ABD üretimi silahları PKK’ya verdiği iddia edilen şirket kötü ürünü gizlemek için ismini 2009’da değiştirdi. Önce exe services 2011’de ise Academi olarak değiştirdi. Şirket zaman zaman fotoğraflar yayınlıyor. Şirketin yayınladığı fotoğraflara bakınca AFRİKA ve Ortadoğu’nun başka bölgelerinde de Pentagon’un güdümünde çalıştıkları anlaşılıyor. İngiltere’de de güvenlik şirketleri sayısı son birkaç yılda yüzlerce sayıya ulaştı. Yasal boşluklardan yararlanan bu şirketler yeterince denetlenemiyor. İngiltere’de güvenlik şirketlerinin büyümesindeki en önemli etken Irak’ta yatırım yapan petrol ve doğalgaz şirketleri koruma için paralı askerleri talep ediyor olmaları Castle İnternational adlı özel güvenlik şirketinin paralı askerliğide ABD tarafından Suriye ve Irak’ta kullanılmaktadır.
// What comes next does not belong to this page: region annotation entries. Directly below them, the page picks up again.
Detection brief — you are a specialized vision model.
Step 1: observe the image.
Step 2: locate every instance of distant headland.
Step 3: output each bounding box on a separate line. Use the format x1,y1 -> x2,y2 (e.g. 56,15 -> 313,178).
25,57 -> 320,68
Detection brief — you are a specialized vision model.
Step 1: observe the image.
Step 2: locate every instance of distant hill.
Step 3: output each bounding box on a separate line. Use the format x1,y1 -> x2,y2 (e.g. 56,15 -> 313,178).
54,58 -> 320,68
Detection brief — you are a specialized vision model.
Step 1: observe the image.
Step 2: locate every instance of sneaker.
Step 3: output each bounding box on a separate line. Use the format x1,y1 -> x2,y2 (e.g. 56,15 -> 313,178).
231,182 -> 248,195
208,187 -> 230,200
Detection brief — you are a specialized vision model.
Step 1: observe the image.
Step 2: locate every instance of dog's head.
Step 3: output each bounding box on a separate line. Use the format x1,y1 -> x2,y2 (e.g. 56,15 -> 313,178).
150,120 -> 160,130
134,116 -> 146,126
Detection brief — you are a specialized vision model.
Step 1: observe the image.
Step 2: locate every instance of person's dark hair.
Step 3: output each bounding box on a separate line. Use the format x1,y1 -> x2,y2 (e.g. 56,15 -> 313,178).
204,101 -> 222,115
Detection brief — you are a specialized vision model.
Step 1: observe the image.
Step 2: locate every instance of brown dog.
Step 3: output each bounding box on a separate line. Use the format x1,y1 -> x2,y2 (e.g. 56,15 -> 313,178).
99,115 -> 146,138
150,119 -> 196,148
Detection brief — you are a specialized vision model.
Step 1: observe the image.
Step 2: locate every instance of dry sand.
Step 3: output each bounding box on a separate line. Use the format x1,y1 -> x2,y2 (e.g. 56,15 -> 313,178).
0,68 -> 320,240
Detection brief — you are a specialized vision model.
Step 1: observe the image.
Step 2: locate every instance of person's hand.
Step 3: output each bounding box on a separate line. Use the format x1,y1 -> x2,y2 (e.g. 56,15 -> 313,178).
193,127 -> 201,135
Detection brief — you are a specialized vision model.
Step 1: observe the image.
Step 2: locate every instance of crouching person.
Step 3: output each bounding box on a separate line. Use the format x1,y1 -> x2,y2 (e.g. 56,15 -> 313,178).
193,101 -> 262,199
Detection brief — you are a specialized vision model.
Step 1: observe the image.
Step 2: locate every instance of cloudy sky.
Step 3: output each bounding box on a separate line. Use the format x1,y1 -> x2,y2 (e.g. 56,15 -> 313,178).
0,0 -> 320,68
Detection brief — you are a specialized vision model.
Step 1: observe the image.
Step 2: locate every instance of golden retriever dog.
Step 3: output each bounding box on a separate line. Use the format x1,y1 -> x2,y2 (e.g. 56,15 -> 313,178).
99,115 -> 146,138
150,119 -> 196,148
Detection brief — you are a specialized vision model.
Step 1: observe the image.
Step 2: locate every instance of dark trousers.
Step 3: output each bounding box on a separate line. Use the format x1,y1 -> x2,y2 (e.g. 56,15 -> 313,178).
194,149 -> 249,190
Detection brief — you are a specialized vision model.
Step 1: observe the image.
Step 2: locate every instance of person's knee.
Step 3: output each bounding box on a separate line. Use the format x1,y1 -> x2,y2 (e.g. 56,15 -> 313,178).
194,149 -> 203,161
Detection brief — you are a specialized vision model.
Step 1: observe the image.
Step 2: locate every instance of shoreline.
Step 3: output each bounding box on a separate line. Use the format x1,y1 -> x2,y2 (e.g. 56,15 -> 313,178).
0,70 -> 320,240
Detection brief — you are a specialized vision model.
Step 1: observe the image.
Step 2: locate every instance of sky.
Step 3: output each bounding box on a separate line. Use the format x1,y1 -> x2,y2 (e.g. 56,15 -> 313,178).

Afrika’da enerji kaynaklarına sahip ülkeler ve 2011 yılında Kaddafi’nin devrilmesinin ardından enerji kaynakları yabancı ülkeler tarafından yağmalanan Libya paralı askerlerin en çok kullanıldığı ülkeler arasında, ayrıca Nijerya’da BAKO Haram’a karşı savaşta Güney Afrikalı paralı askerlerin, Yemen de ise Sudi öncülüğündeki koalisyonun Husilerle savaşında ise ABD merkezli Blakwater şirketini (şimdiki adıyla Academi) kullanıyor. Şirket burada Kolombiyalı kiralık savaşçıları kullanıyor.” (Mithat IŞIK 08 Kasım 2018 10:03 SDE) “11 Eylül sonrasında ABD’nin “terörizm”e ve “serseri devletler”e açtığı savaş, özel askeri şirketler (private military companies) için de bir dönüm noktası oldu. BM’nin gücünü yitirdiği ve uluslararası hukukun geçersizleştiği bir dönemde, hukuksal boşluğun bulunduğu bir alanda varlıklarını sürdüren ve tamamen “kâr” amacı ile çalışan özel askeri şirketler geniş bir hareket alanı buldular.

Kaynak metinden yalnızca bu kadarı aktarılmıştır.